The same year Publius and Gnaeus Cornelius, in consequence of their success in Spain and their recovery of many old allies and the addition of new allies, enlarged their hopes in the direction of Africa as well.
There was Syphax, king of the Numidians,1
who had suddenly become an enemy of the Carthaginians.
To him they sent three centurions as legates, to establish friendship and alliance with him, and to promise that if he should continue to embarrass the Carthaginians by war, it would be acceptable to the senate and the Roman people, and they would endeavour to return the favour at the right moment and with generous interest.
This embassy pleased the barbarian, and he conferred with the ambassadors on the conduct of the war; and hearing what was said by experienced soldiers, he noted, from comparison with so well-ordered a system, how many things he did not know himself.
Then, as the first act befitting good and faithful allies, be begged that two of the legates might report to their generals, and one remain with him as instructor in tactics. He said the Numidian nation was inexpert in infantry warfare, of service only as horsemen.
This was the way their ancestors from their earliest history had waged war, thus they had [p. 331]
themselves been trained from boyhood. But he2
had an enemy who relied upon infantry battles, and if he wished to be a match for him in military strength he too must acquire infantry.
And for that purpose his kingdom was supplied with men in great numbers, but they did not understand the art of arming and equipping them and placing them in battle-line. Everything was formless and unmethodical, as if a mob had been gathered by chance.
The legates replied that for the present they would do as he desired, after receiving his pledge to send back the man at once, if their generals should not approve of their action.
Quintus Statorius was the name of the one who remained with the king. With the two Romans the king sent three legates from the Numidians to Spain, to receive confirmation from the Roman generals.

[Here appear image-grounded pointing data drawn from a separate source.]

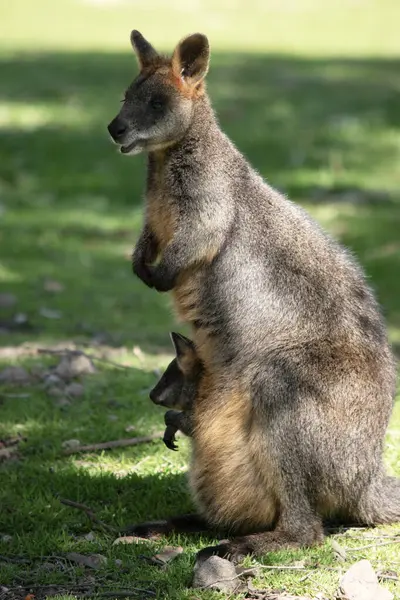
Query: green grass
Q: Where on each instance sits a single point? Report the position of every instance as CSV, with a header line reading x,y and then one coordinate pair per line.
x,y
309,91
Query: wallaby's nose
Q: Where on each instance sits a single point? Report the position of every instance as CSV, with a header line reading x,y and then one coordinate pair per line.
x,y
117,129
153,396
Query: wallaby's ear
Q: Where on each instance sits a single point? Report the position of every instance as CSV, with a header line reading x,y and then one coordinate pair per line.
x,y
190,59
144,50
185,351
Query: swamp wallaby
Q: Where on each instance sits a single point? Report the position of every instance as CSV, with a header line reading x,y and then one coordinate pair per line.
x,y
299,380
177,389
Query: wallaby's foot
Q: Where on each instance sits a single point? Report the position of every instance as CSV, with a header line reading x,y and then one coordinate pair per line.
x,y
260,543
189,523
169,437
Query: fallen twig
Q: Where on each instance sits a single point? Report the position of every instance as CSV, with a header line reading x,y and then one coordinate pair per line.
x,y
350,550
115,443
119,593
89,513
14,559
3,395
286,567
67,352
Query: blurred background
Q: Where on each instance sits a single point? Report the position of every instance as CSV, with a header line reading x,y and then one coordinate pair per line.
x,y
307,89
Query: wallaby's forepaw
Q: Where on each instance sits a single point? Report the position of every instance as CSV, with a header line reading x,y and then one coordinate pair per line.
x,y
170,443
162,280
143,271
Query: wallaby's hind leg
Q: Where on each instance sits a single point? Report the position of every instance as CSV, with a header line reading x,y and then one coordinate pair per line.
x,y
189,523
295,529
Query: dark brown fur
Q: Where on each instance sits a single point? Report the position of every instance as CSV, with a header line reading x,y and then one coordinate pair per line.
x,y
299,379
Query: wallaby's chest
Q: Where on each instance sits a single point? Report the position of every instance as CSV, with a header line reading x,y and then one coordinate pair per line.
x,y
161,209
161,217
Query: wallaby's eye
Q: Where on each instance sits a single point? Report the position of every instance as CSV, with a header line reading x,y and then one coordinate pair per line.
x,y
157,103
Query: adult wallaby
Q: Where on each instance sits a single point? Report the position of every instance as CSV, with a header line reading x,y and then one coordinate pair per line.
x,y
299,380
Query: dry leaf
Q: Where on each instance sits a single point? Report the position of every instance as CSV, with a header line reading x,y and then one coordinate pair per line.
x,y
8,453
71,444
339,552
73,365
7,300
93,561
75,390
49,313
130,539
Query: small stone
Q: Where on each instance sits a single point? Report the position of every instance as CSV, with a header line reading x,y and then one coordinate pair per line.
x,y
75,390
93,561
49,313
51,285
62,402
20,318
167,554
71,444
7,300
360,582
15,375
74,365
53,380
215,573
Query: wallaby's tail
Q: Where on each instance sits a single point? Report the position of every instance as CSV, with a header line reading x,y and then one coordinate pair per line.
x,y
381,504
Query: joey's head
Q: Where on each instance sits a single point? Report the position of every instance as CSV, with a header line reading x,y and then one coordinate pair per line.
x,y
158,105
178,385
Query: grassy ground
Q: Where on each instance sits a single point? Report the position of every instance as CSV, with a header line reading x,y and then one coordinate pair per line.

He further instructed them at once to persuade Numidians who were auxiliaries in the forces of the Carthaginians to desert them.
And Statorius out of the mass of young men enrolled infantry for the king, organized them almost in the Roman manner, taught them in formation and evolution to follow standards and keep their ranks, and to such an extent accustomed them to fortifying and other regular
duties of the soldier that in a short time the king had as much confidence in his infantry as in his cavalry, and in a regular engagement in formal array on level ground he defeated the Carthaginian enemy.
The Romans also in Spain profited greatly by the coming of the king's representatives. For upon the news of their arrival desertions by the Numidians began to be frequent.
Thus began the friendship of the Romans with Syphax. When the Carthaginians learned of the [p. 333]
matter they at once sent legates to Gala, who reigned3
in the other part of Numidia,4
his people being called the Maesulians.